In recent months, nations around the globe have been struggling due to supply chain constraints. China in particular was in the middle of a serious energy shortage, which had drastic results on their productivity. Now, new reports seem to indicate the world’s largest manufacturer is starting to rebound.
According to industry group Capital Economics, China’s monthly purchasing managers’ index increased to 50.1 in November, compared to October’s 49.2 on a 100-point scale. The index spent the previous two months below 50, which shows manufacturing activity decreasing. Additionally, the measure of production rose 3.6 points to 52, while the National Bureau of Statistics reported that new export orders rose 1.9 points to 48.5, while new orders overall improved by 0.6 points to 49.4.

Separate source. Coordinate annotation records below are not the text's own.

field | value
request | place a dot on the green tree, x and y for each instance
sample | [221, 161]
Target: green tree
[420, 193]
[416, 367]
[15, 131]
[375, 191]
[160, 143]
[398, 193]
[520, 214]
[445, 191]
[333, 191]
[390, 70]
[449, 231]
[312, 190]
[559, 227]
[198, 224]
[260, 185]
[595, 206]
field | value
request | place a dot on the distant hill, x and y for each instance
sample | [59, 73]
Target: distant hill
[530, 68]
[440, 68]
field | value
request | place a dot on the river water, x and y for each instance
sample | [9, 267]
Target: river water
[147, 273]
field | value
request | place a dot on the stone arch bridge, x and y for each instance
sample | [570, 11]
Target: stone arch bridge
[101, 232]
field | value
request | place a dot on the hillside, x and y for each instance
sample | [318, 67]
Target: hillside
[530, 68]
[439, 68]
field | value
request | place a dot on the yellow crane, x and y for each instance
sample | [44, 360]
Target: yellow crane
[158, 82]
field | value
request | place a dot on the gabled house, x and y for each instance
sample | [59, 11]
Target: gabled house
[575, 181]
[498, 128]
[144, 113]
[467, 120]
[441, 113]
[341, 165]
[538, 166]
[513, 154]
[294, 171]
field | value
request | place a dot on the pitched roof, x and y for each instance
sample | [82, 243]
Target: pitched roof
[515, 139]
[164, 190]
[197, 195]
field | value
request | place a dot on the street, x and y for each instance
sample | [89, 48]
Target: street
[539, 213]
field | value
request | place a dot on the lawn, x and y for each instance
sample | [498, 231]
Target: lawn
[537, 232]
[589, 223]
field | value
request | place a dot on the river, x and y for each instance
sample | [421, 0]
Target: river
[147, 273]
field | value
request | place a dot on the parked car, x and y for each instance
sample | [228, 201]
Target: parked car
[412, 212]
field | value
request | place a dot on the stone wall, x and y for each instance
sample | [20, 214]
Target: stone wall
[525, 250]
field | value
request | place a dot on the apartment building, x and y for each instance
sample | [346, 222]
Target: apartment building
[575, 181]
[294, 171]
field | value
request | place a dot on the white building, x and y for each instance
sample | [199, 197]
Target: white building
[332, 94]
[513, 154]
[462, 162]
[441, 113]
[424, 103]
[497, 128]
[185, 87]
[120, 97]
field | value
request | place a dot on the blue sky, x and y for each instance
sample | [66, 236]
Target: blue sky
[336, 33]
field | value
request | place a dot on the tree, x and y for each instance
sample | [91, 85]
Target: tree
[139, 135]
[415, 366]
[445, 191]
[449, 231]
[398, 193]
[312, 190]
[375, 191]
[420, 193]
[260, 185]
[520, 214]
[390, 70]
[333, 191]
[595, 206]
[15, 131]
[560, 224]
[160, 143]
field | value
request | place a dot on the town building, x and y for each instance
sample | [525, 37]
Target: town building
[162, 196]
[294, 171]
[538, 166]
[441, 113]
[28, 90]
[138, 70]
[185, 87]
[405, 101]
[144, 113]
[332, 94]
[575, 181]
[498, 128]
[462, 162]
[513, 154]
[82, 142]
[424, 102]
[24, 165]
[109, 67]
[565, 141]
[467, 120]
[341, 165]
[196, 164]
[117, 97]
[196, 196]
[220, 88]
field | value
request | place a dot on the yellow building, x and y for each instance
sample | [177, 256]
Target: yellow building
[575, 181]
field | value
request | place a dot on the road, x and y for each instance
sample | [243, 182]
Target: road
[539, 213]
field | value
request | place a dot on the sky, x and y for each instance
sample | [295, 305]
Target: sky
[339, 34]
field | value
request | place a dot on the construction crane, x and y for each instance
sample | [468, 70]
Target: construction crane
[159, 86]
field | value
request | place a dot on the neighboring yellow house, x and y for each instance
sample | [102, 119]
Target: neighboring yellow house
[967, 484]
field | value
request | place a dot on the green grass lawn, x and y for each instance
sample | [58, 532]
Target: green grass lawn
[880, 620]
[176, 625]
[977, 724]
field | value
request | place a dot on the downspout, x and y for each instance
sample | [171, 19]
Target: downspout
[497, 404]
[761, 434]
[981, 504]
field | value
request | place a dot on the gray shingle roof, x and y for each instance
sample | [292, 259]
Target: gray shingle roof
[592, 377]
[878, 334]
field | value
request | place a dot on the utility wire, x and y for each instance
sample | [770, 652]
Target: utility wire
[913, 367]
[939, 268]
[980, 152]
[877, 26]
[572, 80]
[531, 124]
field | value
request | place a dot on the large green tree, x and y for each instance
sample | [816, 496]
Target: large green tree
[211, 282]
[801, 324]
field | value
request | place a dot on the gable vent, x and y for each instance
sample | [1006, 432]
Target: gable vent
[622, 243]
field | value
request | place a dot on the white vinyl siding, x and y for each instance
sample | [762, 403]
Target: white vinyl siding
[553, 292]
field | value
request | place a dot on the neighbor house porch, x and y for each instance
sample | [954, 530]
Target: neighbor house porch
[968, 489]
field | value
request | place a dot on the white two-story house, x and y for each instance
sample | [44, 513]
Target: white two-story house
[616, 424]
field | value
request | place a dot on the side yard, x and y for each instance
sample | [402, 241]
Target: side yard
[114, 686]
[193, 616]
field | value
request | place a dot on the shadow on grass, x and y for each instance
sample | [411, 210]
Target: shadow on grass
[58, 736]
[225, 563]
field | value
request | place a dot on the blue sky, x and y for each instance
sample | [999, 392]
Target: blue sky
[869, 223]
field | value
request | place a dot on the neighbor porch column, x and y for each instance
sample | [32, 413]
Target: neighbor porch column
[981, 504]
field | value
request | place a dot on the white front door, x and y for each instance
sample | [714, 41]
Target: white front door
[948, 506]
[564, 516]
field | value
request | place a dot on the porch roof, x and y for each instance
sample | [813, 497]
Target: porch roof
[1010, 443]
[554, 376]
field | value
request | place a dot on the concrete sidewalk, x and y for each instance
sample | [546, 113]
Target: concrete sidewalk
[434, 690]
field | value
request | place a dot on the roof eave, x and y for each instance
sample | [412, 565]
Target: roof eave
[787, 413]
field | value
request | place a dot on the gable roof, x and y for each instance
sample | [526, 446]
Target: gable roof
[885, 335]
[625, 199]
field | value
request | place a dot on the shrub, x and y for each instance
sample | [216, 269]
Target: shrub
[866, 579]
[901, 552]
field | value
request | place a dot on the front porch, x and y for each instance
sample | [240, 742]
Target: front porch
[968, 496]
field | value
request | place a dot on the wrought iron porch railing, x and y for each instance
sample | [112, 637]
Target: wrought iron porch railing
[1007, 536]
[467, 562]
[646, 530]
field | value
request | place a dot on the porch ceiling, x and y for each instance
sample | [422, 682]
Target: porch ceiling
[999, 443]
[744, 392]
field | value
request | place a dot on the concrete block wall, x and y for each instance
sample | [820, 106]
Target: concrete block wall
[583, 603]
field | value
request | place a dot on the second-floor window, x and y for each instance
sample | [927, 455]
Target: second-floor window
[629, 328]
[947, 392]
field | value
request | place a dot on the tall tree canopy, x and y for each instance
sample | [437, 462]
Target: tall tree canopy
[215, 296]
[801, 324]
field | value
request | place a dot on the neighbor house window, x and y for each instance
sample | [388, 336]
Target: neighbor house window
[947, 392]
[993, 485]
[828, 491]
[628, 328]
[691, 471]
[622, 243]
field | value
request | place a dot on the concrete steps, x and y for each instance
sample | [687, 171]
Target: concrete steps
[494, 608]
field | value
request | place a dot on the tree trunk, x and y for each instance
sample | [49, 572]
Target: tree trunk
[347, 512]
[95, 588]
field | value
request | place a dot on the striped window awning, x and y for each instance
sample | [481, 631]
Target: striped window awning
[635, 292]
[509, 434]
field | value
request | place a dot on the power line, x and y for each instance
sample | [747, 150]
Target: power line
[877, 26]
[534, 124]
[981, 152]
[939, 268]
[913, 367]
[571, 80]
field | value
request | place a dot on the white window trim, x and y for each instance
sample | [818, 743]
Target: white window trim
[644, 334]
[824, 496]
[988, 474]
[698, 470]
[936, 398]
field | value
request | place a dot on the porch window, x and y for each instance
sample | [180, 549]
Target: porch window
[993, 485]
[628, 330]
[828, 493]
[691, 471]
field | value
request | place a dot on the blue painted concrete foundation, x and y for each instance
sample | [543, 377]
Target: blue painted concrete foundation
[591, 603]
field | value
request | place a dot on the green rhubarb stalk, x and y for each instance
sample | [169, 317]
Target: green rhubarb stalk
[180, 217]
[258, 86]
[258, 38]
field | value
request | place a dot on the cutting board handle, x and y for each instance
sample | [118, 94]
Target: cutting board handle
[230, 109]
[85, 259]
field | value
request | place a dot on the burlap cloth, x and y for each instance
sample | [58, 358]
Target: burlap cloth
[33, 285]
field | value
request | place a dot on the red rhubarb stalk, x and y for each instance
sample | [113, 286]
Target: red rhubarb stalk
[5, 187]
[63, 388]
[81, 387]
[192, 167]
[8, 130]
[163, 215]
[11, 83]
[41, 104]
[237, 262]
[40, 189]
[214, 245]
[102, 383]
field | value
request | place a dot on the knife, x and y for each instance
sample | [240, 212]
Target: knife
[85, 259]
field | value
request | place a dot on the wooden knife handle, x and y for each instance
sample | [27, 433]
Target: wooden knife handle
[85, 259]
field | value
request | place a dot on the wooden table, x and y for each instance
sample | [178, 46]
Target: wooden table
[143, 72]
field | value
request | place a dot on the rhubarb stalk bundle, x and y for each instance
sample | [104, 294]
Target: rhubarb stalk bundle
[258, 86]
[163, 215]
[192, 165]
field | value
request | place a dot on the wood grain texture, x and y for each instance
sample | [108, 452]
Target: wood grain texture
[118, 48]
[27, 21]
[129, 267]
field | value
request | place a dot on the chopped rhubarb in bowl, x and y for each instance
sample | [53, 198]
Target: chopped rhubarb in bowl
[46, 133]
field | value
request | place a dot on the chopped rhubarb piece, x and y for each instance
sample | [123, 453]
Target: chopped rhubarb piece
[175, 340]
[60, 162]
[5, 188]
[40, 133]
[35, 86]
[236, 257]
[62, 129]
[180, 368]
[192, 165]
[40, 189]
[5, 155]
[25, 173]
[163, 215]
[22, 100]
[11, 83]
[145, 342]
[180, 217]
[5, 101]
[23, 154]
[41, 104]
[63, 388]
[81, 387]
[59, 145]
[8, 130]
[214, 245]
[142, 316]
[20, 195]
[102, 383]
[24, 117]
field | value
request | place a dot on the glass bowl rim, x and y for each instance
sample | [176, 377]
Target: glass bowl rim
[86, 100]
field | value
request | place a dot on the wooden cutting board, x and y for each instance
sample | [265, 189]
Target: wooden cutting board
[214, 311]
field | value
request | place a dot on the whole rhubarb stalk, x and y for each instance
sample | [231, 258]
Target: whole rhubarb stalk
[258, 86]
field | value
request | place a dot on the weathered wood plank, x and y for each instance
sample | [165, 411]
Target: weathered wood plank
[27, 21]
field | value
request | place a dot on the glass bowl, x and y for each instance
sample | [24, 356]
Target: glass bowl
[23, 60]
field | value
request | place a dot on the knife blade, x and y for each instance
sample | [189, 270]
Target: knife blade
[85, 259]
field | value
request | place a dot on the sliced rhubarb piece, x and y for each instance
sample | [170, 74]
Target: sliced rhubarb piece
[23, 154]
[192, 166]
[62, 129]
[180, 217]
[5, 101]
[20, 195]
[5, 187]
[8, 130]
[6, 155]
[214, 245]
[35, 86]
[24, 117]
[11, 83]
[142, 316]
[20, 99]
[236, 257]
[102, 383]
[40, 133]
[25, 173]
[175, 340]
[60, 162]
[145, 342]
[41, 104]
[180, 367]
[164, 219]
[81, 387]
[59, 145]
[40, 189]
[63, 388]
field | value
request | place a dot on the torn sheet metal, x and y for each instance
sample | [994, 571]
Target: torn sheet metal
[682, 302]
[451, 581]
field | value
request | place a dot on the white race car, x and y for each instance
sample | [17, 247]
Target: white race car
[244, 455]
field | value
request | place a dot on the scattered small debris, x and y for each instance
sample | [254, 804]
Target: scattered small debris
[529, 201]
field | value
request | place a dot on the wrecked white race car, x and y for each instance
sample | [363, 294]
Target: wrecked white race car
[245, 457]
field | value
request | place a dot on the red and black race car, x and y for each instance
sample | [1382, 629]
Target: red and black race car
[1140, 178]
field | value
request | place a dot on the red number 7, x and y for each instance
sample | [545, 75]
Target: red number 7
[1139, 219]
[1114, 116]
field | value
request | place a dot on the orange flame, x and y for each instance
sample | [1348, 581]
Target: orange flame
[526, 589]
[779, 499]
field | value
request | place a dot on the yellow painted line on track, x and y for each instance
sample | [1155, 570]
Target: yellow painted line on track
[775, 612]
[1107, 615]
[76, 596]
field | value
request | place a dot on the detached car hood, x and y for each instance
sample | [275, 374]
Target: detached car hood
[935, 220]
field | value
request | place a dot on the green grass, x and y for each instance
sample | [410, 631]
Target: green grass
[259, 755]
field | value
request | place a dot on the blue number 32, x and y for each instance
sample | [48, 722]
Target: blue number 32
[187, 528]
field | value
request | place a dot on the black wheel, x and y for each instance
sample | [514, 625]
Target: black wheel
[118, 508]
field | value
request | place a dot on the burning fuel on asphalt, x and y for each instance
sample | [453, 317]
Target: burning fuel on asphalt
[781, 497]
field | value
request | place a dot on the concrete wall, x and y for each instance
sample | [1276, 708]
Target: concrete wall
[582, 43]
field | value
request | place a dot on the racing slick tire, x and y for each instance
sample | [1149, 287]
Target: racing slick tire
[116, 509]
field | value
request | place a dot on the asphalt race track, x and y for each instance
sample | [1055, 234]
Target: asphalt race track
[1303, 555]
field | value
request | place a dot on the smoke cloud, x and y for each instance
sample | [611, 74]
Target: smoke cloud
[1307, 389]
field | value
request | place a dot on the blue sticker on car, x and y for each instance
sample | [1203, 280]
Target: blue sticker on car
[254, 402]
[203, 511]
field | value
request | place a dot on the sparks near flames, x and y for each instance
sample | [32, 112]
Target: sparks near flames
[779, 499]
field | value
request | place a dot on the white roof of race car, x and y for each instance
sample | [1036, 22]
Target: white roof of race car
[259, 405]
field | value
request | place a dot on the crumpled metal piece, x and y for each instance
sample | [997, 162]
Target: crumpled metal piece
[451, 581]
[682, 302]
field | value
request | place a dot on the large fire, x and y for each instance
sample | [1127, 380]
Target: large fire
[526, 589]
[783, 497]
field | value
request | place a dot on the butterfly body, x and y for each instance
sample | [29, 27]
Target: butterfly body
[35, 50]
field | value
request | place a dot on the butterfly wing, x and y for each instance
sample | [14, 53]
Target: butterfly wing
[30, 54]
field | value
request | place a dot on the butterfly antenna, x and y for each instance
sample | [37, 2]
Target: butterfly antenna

In their report, Sheana Yue of Capital Economics said that “Industrial activity rebounded this month thanks to easing disruptions from power shortages.” Back in September, the nation’s government implemented strict energy control measures in many major industrial areas in order to meet newly set energy efficiency goals. Many of China’s major manufacturers still heavily rely on coal, which the Chinese government has received major scrutiny over as much of the world shifts their effort towards greener energy sources.
However, Yue also noted that this recovery still faces uncertainty due to the new omicron variant of the Covid-19 virus. With so many unknowns still surrounding the variant, it’s unsure if it could lead to new manufacturing disruptions.
There are also still concerns over supply shortages for manufacturers. With many of the global supply chains backed up, manufacturers may struggle to get the materials they need to keep this increased level of production. Lower prices for materials have helped to offset this concern, but it remains to be seen what the long-term situation could develop into.